Our current caffeine of choice is black coffee (Liza). Historically I wasn’t much of a coffee drinker and added cream and sugar to mask things I didn’t like. But the first time I had specialty coffee, I didn’t put anything into it and loved it.

Our favorite place for caffeine is Barriques.

(JD) This is our Madison home. Matt and Finn, the owners are two of the most decent people you’d ever want to meet and they helped us launch our company. To this day they have “Mighty Peace Mondays” and brew our coffees at their locations.

(Liza) Their head roaster, David Wheatley, has been invaluable. We connected him with Linda, in the Congo, and together they’ve elevated our coffee.
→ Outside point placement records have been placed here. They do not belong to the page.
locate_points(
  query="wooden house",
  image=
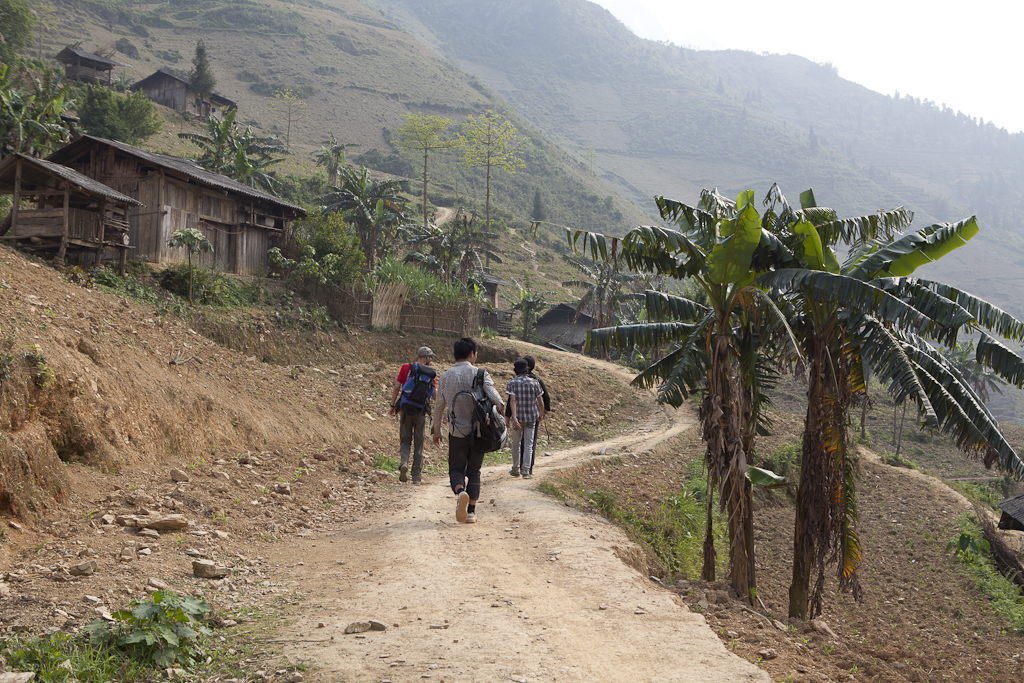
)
(564, 326)
(1013, 514)
(166, 88)
(82, 66)
(71, 213)
(239, 221)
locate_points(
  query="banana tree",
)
(719, 349)
(372, 207)
(868, 312)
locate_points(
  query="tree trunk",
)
(424, 189)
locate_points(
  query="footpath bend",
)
(535, 591)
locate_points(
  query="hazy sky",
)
(964, 54)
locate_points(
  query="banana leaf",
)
(903, 256)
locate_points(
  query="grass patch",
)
(674, 530)
(974, 552)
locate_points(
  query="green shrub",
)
(163, 631)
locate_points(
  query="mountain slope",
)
(669, 120)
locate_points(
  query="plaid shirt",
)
(526, 390)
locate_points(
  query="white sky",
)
(964, 54)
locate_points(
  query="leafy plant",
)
(163, 631)
(193, 240)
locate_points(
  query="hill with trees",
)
(658, 119)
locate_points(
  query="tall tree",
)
(30, 114)
(720, 349)
(372, 207)
(868, 311)
(15, 29)
(423, 133)
(202, 78)
(491, 141)
(130, 118)
(239, 155)
(332, 157)
(290, 109)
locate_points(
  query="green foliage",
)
(424, 288)
(130, 118)
(424, 133)
(529, 304)
(974, 551)
(332, 158)
(374, 208)
(202, 78)
(45, 655)
(237, 154)
(491, 141)
(163, 631)
(15, 28)
(30, 113)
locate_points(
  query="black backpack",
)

The person I’d love to share a cup of caffeine with is Karen Gordon, co-founder of the International Women’s Coffee Alliance. She isn’t just about coffee being fair trade and organic, she also works with women to help them own their land and take control. I’d love to have coffee with her and hear her journey and the lessons she’s learned and introduce her to our Congolese farmers.

(JD) And I’d love to introduce Mighty Peace Coffee to Jeffrey Wright. He’s a bad ass actor, activist that I had the pleasure of working with while I was living in DC. He’s involved in peace efforts across Africa, and he means impact!

World problem that could be solved with the right amount of caffeine:

(JD) Realizing the impact we have as Americans. How we vote, how we buy, affects so many people around the world.

(Liza) I’d encourage people to ask questions about supply chain and traceability and how the things they consume are produced. If we each challenged ourselves to be the connection to the supply change and were conscious and transparent, think of the clarity we could achieve.